Entscheidungen finden

Wie hat der Presserat entschieden?

Rüge, Missbilligung oder Hinweis, wie hat der Presserat entschieden? Hier können Sie online in der Spruchpraxis des Presserats eine Auswahl an Beschwerdefällen von 1985 bis heute recherchieren.

Bitte beachten: Im Volltext abrufbar sind nur Entscheidungen mit den Aktenzeichen ab 2024, z.B. 0123/24/3-BA!
Sie müssen dazu immer das volle Aktenzeichen eingeben, also 0123/24/3-BA.

Nach detaillierten Richtlinien (z.B. 8.1) können Sie erst ab den Fällen aus 2024 recherchieren. Ältere Fälle werden nur unter der entsprechenden Ziffer (z.B. 8) angezeigt.

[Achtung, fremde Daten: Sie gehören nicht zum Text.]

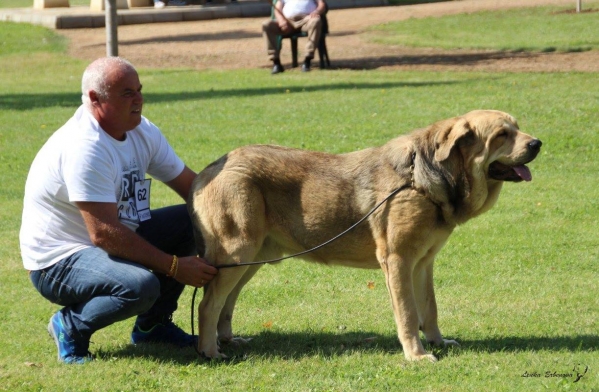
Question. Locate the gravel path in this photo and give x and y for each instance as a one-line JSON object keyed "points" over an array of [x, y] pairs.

Sie haben Fragen zu unseren Sanktionen? Hier finden Sie Erläuterungen.

 

Entscheidungsjahr
7055 Entscheidungen

Eins-zu-Eins-Wiedergabe suggeriert

Eine überregionale Zeitung veröffentlicht mehrere Interviews, denen die Redaktion jeweils als Überschrift ein Zitat der Gesprächspartner voranstellt. Ein Leser stellt in seiner Beschwerde an den Presserat fest, dass in keinem der von ihm vorgelegten Interviews das angegebene Zitat tatsächlich so gesagt worden sei. In einigen Fällen seien die jeweiligen Aussagen nicht einmal durch den Text gedeckt. Die Zitat-Zeichen suggerierten dem Leser jedoch eine Eins-zu-Eins-Wiedergabe einer Äußerung des jeweiligen Gesprächspartners. Die Rechtsabteilung der Zeitung vertritt die Auffassung, dass es sich bei Überschriften aufgrund ihres zusammenfassenden Charakters um teilweise nicht justitiable Aussagen handele. Diesen müsse ein weiterer Deutungsraum zugestanden werden als dem im Text Gesagten. Presserechtlich sei die Angelegenheit geklärt. Auch die presseethischen Vorgaben seien eindeutig. Somit sei die Beschwerde unbegründet. In Ziffer 2 des Pressekodex heiße es, dass zur Veröffentlichung bestimmte Informationen wahrheitsgetreu wiederzugeben seien. In Richtlinie 2.4 sei festgehalten, dass ein Wortlautinterview auf jeden Fall journalistisch korrekt sei, wenn es das Gesagte richtig wiedergebe. Daher irre der Beschwerdeführer, wenn er verlange, dass mit Anführungszeichen gekennzeichnete Aussagen wortwörtlich in dem Interview wiederzufinden sein müssten. Richtlinie 2.4 verlange weder „Wortwörtlichkeit“ noch „Authentizität“ ausdrücklich. Wissenschaftliches Zitieren sei „außen vor“. Es sei dort vielmehr die Rede von „Sinn“ und „wahrheitsgetreu“. Bei der Setzung von Anführungszeichen gehe es vor allem um das Signal, dass der interviewende Journalist „dabei war“ und dass das Zitierte in der Überschrift vom Interviewten stamme.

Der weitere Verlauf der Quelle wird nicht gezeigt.